# Can't get Canon Accounting Manager to work with PRO-1000 printer



## Kit Lens Jockey (Mar 5, 2017)

I was really excited about having the ability to see exactly how much prints cost, but I cannot get the Canon accounting software to work with my printer. I'm using OSX Sierra and connecting to the printer through my wifi router. When I try to connect to the printer through the accounting manager, it searches for printers, (oddly) finds two PRO-1000 printers, one that shows the IP address, and one that shows the MAC address. I've tried adding either one of them to the software, but it takes a really long time to try to "acquire information" from the printer, seems kinda like it works, but then it just won't add the printer.

I've also tried connecting directly to the printer through wifi (not going through the wifi router.) I tried turning the computer and printer off and on. Still can't get accounting manager to work. Printer is at the latest firmware, and I just downloaded the accounting software from Canon's site. What's the deal!? I have no problem actually using the printer to print things. :-\


----------



## Valvebounce (Mar 5, 2017)

Hi Kit Lens Jockey. 
Have you tried connecting directly via USB if that is a connection option? I have had numerous printers on Windows (various versions) that won't do certain things unless connected directly, then when it has worked once remove the USB lead and it all still works. ???
Printers are my least favourite device to connect and get working, the drivers always seem to be broken in one way or another plus if you take 10 of the same printer, pc and os whilst 2 will work like a charm, there seems to be at least 5 different modes of failure to work out of the box for the other 8!  

Cheers, Graham.


----------



## Kit Lens Jockey (Mar 5, 2017)

Yeah, that's probably my next thing to try. I guess I just have more faith in this thing to be able to work the way I expect it to since every part of it has been so flawless up until this. Hopefully it would not require a USB connection at all times though, because that would be a real hassle.


----------



## Raptors (Mar 5, 2017)

Hi Kit Lens Jockey,

I just recently purchased the Canon Pro 1000...awesome printer...and I do use the Canon Accounting Manager. I'm using OSX El Capitan and connecting to the printer via USB, not sure if that makes a difference. Here is a link to the Online Manual, Accounting Manager Guide that I found useful.

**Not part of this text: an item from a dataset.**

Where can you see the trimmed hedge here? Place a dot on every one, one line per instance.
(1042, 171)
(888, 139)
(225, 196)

http://ugp01.c-ij.com/ij/webmanual/AccountingManager/M/1.0/EN/ACM/Top.html

Hope this helps

Sue


----------



## Kit Lens Jockey (Mar 10, 2017)

Well, I tried connecting the printer through USB. It seems like the Accounting manager now works... As long as the printer is connected through USB. :

The problem is, even if you initially register the printer in the accounting program through USB, as far as that program is concerned, the printer is connected through USB, so the program will not work if you then start using the printer through WiFi. As far as the accounting program is concerned, it is a totally different printer when you're connecting to it through a different connection method.

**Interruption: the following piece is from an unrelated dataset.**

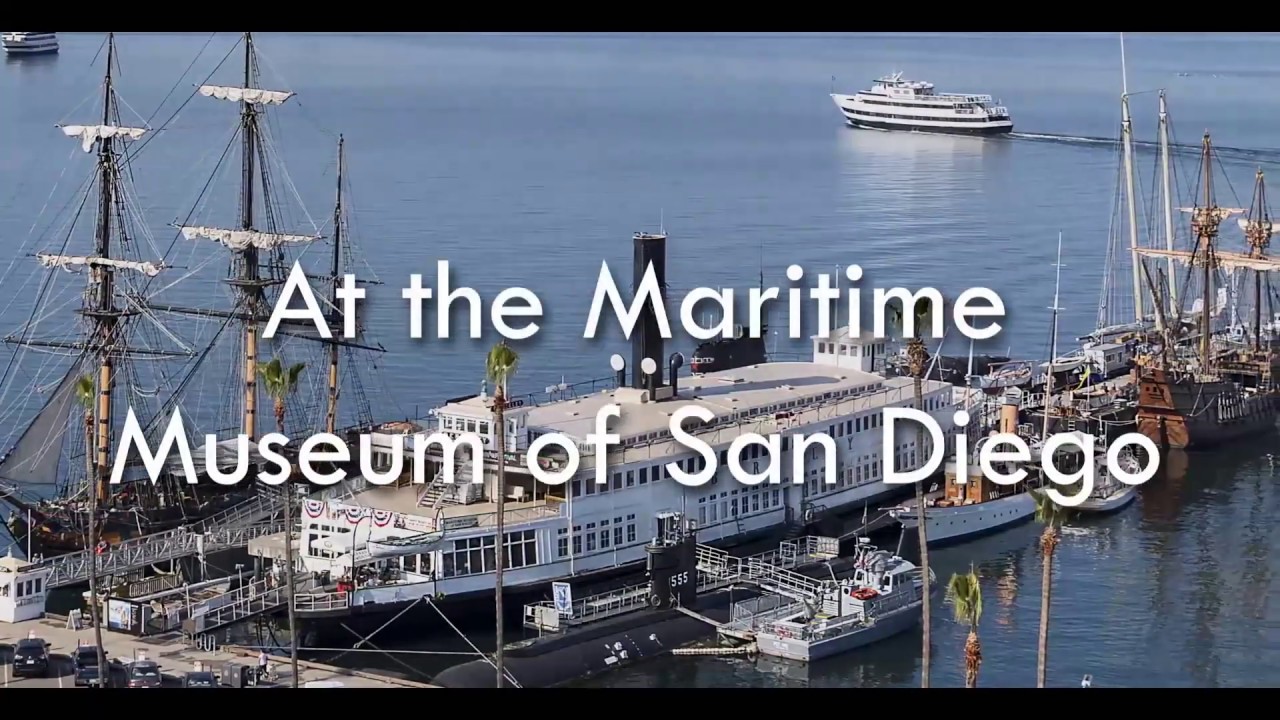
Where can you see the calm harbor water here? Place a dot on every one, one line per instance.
(526, 160)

Sigh, Canon, you _almost_ made a printer that works perfectly... Almost! :-\

Still love the printer, but I guess that they had to sacrifice something to the printer gods, because clearly it's a physical impossibility to make a printer that works flawlessly.


----------



## LDS (Mar 10, 2017)

Just to be sure - are you running the latest firmware?


----------



## Kit Lens Jockey (Mar 10, 2017)

Yep, the printer updated itself as soon as I turned it on for the first time a few weeks ago.


----------



## privatebydesign (Mar 10, 2017)

I use the Accounting Manager on a network attached Pro-2000. It is very sensitive to 'new' addresses when it is switched off and subsequently restarted, I forget what I did to get it dialed in and am away for r the ne t ten days. 

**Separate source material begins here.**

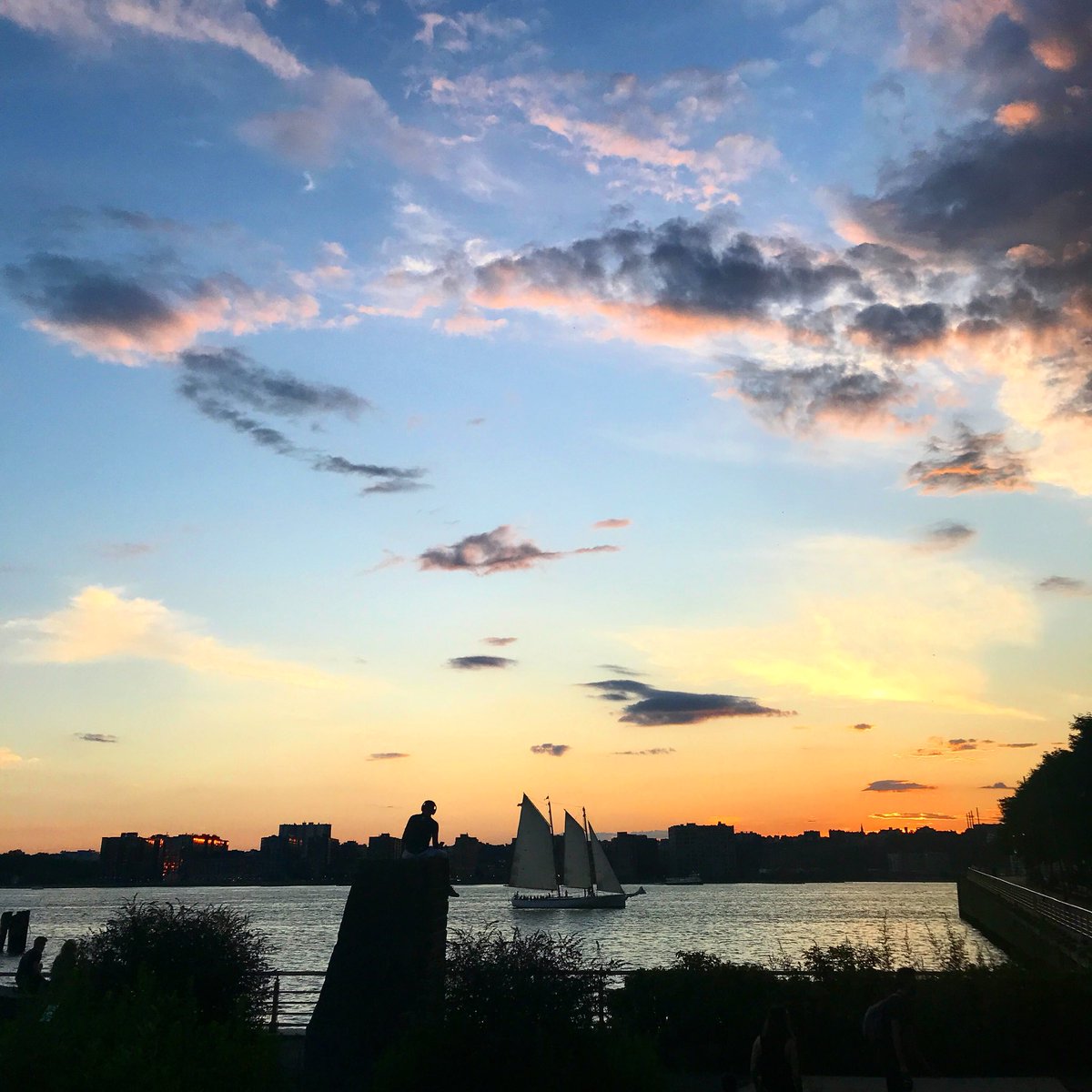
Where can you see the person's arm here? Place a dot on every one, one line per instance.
(794, 1064)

I'd be very surprised if it couldn't work on the 1000 via network connection, that is when it is most useful.


----------



## Kit Lens Jockey (Mar 10, 2017)

Well, consider yourself surprised then. I simply can't get the printer to register in the accounting program over a network connection. It seems to find it when I search for it, but it just won't add it to the list. When I try to, the little progress bar that says "acquiring printer information" comes up and just hangs there for a few minutes. Sometimes it does finally appear on the list of printers that can be added, but its status says that it's not communicating, and it won't let me register a printer that "isn't communicating." Still prints fine from Photoshop though.

i'll probably have to call Canon to try to figure it out.


----------



## LDS (Mar 10, 2017)

Kit Lens Jockey said:


> Yep, the printer updated itself as soon as I turned it on for the first time a few weeks ago.



OK. Which software are you using? That delivered on the CD inside the box, or did you get the latest available from Canon?


----------



## Kit Lens Jockey (Mar 10, 2017)

Never touched the CD from the box, just downloaded all drivers and software from Canon's site. :-\


----------



## LDS (Mar 10, 2017)

Kit Lens Jockey said:


> Never touched the CD from the box, just downloaded all drivers and software from Canon's site. :-\



Good. Can you reach the web UI of the printer via wifi?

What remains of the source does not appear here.